The first time I saw this stuff was last year in a mown field on the coast. It had taken over large portions of the field. The weed is a perennial that spreads mostly through the roots. It also produces plenty of seeds.
Knapweed is native to southern Russia, Ukraine, Iran, Kazakhstan and Mongolia. Its roots even grow in the winter. The weed produces poison that kills other plants so that it forms dense monocultures.
Eradication is difficult. The roots can cover six square yards in a growing season. The recommended way to control it is to kill it with herbicide then plant grasses that can survive its poison to out-compete it. Repeated manual removal to stress the roots, along with encouraging grass growth through irrigation is an organic control method.
My farm is organic. I pulled all the growth as soon as I found it.
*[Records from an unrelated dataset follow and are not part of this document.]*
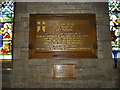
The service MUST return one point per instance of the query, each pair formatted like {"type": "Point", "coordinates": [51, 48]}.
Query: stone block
{"type": "Point", "coordinates": [19, 39]}
{"type": "Point", "coordinates": [83, 6]}
{"type": "Point", "coordinates": [17, 17]}
{"type": "Point", "coordinates": [107, 49]}
{"type": "Point", "coordinates": [16, 53]}
{"type": "Point", "coordinates": [19, 27]}
{"type": "Point", "coordinates": [21, 7]}
{"type": "Point", "coordinates": [103, 33]}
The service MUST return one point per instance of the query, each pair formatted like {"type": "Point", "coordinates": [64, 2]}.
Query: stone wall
{"type": "Point", "coordinates": [37, 73]}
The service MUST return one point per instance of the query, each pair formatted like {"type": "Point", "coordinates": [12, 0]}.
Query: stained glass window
{"type": "Point", "coordinates": [6, 29]}
{"type": "Point", "coordinates": [114, 13]}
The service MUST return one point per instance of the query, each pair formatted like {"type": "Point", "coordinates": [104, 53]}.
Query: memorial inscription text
{"type": "Point", "coordinates": [60, 34]}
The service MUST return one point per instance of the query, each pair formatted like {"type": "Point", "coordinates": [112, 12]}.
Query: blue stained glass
{"type": "Point", "coordinates": [6, 29]}
{"type": "Point", "coordinates": [114, 13]}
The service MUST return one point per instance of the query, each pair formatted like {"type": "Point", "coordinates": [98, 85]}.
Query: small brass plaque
{"type": "Point", "coordinates": [65, 71]}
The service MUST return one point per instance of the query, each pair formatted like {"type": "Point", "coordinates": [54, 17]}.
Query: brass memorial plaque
{"type": "Point", "coordinates": [65, 71]}
{"type": "Point", "coordinates": [63, 36]}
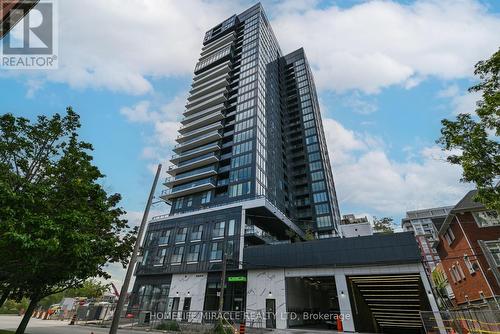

The field will be mowed in the next few weeks. That will make it easier to spot re-emerging growth.
I plan to stay on top of this weed and stress the heck out of the roots.
Who knows how Russian knapweed got in my field. I suspect it was brought in on haying equipment used by the farmer who cuts my hay. That’s how yellow rattle invaded my fields.
By manually removing all the rattle before it can seed, I nearly eliminated it. Unfortunately, the farmer brings in more each year. I have to patrol my fields every spring looking for rattle and ripping it out. I spotted the knapweed while I was looking for rattle. Patrolling the hayfields has become an essential part of farming for me, it seems.
I hope one day soon to own haying equipment. Cutting my own hay will make my life easier in many ways, including reduction in the numbers of invasive weeds.